Since already a month CQ 5.5 is out. See here for the major changes brought with this release.
Amongst the hundreds of new features I would like to point out a single one, which is probably the most intersting features for admins and operation people.
With CQ 5.5 the quickstart does no longer start a servlet engine with 2 webapplications deployed in it (crx.war for the CRX and launchpad.war for the OSGI container including Sling and CQ5 itself). But as now CRX has been adapted work inside an OSGI container it is possible to drop the artifical differentiation between CRX and the other parts of the system, but handle them alike inside Apache Felix. The same applies to the CQSE servlet engine; it’s now an service embedded into OSGI (so the server.log file is gone). So the quickstart starts the Felix OSGI container which then takes care of starting the repository services, the servlet engine and all other services introduced by Sling and CQ5. This streamlined the startup process a lot. And — finally — there is only 1 place where you need to change the admin password.

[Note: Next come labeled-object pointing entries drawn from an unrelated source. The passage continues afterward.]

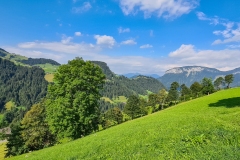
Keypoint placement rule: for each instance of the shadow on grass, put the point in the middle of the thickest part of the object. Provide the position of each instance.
(228, 103)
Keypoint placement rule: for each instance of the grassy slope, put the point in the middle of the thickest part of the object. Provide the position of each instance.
(49, 77)
(2, 149)
(48, 68)
(204, 128)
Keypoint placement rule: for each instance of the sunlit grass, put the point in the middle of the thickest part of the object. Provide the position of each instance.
(204, 128)
(49, 77)
(2, 149)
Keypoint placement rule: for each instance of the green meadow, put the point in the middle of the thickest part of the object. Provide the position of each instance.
(48, 68)
(203, 128)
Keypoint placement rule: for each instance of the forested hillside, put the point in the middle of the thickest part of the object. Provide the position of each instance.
(35, 61)
(189, 74)
(117, 85)
(22, 85)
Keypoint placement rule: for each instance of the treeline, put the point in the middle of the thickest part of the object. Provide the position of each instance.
(137, 106)
(71, 110)
(24, 86)
(34, 61)
(116, 85)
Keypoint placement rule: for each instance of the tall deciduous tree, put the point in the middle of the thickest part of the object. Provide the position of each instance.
(173, 92)
(218, 83)
(132, 108)
(229, 79)
(36, 133)
(207, 86)
(196, 88)
(72, 100)
(162, 96)
(185, 92)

Speaking of the start script: It has changed also. Essentially it has been rewritten, and a lot of old cruft; when I started with Communique 3.5 the basic structure of the serverctl script was the same as of CQ 5.4. It is much easier to understand, but the out-of-the-box version has a major flaw, as it doesn’t redirect the stdout and stderr to dedicated logfiles, but let them print on the console. This at least annoying, but more often just a problem; for example the threaddumps of a Sun/Oracle JVM are printed to stdout and are lost then. Same applies to the garbage collection logs (if not redirected to a specific file).
So instead of
java $CQ_JVM_OPTS -jar $CQ_JARFILE $START_OPTS & echo $! > "conf/cq.pid"
use these lines:
( ( java $CQ_JVM_OPTS -jar $CQ_JARFILE $START_OPTS & echo $! > "conf/cq.pid" ) | /usr/sbin/rotatelogs2 stdout.log 5M 2>&1 ) &
It requires the rotatelogs2 utility (depends a bit on your system; might also be named as “rotatelogs”) shipped with the Apache HTTPD webserver (SuSE Linux: apache2 package), and it enures that the logs are rotated correctly when their configured size (here: 5 megabytes) are reached.
(No need to report this on Daycare, it’s already submitted.)